Post

DAVI Visualizing Geospatial Data - redo

DAVI Visualizing Geospatial Data - redo

Lecture Notes

Below is a comprehensive set of notes based on the professor’s lecture.
All key points, examples, and explanations have been included in detail.


1. Announcements

  1. Project Presentations Sign-up
    • The sign-up for project presentations is now open.
    • Students are invited to present their project in the upcoming TA sessions (either next week or the week after).
    • Purpose:
      • Showcase progress
      • Receive feedback from the professor and peers
  2. Exam Sign-up (Phase 2)
    • Announcement on Brightspace will follow.
    • If you have any scheduling conflicts or other obligations during the exam period, send an email to the professor.
      • You will receive the sign-up link earlier to secure a suitable time slot.
  3. Office Hour Cancellation
    • No office hour today because the professor has another lecture to give (the “Pre-Talent Trek” for bachelor students).
    • This is a one-time event; next week’s office hours will return to normal.
  4. Today’s Short Breaks
    • The professor needs to lecture for 5 hours today and must travel to another campus building after class.
    • He requests 10-minute breaks so the class can finish 10 minutes earlier, allowing him travel time.
  5. Plan for Today
    • Organizational matters are settled.
    • Before moving into the main topic—Geo Visualization—there will be a quick recap quiz on temporal data visualization (as is done most Mondays).

2. Recap Quiz (Time-Oriented Data)

The professor used Menti (shown on the screen) to pose several multiple-choice questions.
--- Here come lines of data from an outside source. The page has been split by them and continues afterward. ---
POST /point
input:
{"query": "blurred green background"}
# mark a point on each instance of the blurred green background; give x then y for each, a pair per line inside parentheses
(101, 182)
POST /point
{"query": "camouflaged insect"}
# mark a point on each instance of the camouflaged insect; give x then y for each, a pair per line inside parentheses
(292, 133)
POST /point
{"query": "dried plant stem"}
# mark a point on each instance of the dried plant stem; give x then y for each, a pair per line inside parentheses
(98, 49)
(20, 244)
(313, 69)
Below are the questions, answers, and the professor’s elaborations.

Q1. Horizon graphs are used to show:

  • Options:
    1. Multiple events
    2. Multiple time intervals
    3. Multiple time granularity
    4. Multiple time series
  • Correct Answer: Multiple time series
  • Explanation & Examples:
    • Horizon graphs are particularly good when you have many time series—like stock prices over time or weather data (e.g., temperature for multiple cities).
    • For multiple time granularity, a calendar visualization is more suitable.
    • For multiple time intervals, you’d typically use triangular models or Gantt charts.
    • For multiple events, the professor showed an example called the time map (e.g., analyzing distances between consecutive Twitter events).
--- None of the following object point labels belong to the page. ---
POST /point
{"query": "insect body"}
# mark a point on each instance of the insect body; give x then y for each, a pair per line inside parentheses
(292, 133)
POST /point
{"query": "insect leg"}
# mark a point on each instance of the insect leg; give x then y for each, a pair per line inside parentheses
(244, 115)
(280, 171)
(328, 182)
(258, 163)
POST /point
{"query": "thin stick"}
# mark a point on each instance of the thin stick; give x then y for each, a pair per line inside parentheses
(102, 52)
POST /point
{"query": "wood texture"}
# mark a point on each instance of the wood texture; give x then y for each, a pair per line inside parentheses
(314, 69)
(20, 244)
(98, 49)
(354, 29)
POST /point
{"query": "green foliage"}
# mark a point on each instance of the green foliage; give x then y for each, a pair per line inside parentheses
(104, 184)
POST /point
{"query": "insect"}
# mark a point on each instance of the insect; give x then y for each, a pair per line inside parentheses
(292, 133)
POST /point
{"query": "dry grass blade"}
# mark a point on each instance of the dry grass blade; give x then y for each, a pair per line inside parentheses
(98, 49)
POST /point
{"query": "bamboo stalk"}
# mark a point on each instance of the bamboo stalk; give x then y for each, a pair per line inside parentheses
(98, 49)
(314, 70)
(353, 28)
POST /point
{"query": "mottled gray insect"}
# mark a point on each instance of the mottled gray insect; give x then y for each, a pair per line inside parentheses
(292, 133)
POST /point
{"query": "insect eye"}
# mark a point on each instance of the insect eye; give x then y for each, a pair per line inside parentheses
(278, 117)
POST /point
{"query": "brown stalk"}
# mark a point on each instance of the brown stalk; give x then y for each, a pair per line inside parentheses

Q2. Which one is not a time arrangement?

  • Options:
    1. Logarithmic time
    2. Cyclic time
    3. Linear time
    4. Branching time
  • Correct Answer: Logarithmic time
  • Explanation & Examples:
    • Linear time: The standard timeline concept, e.g., from the earliest to the latest date.
    • Cyclic time: Illustrated by a clock face or repeated seasonal patterns.
    • Branching time: Familiar to computer scientists from version control (e.g., Git branching).
    • “Logarithmic time” was simply made up; it’s not a standard conceptual arrangement for time in data visualization.

Q3. Identification of the chart (showing intervals as points in a triangular shape):

  • Options:
    1. Ternary plot
    2. Triangular model
    3. Population pyramid
    4. Tri-linear plot
  • Correct Answer: Triangular model
  • Explanation & Examples:
    • Triangular model (or triangle chart for time intervals) represents intervals as points instead of lines (like the Gantt chart does).
    • A ternary plot is a three-variable scatterplot (often summing to 1 or 100%).
    • A population pyramid is used to display population by age brackets (often split by gender, with symmetrical bars around a central axis).
    • A tri-linear plot is another term related to Piper diagrams but not what was shown here.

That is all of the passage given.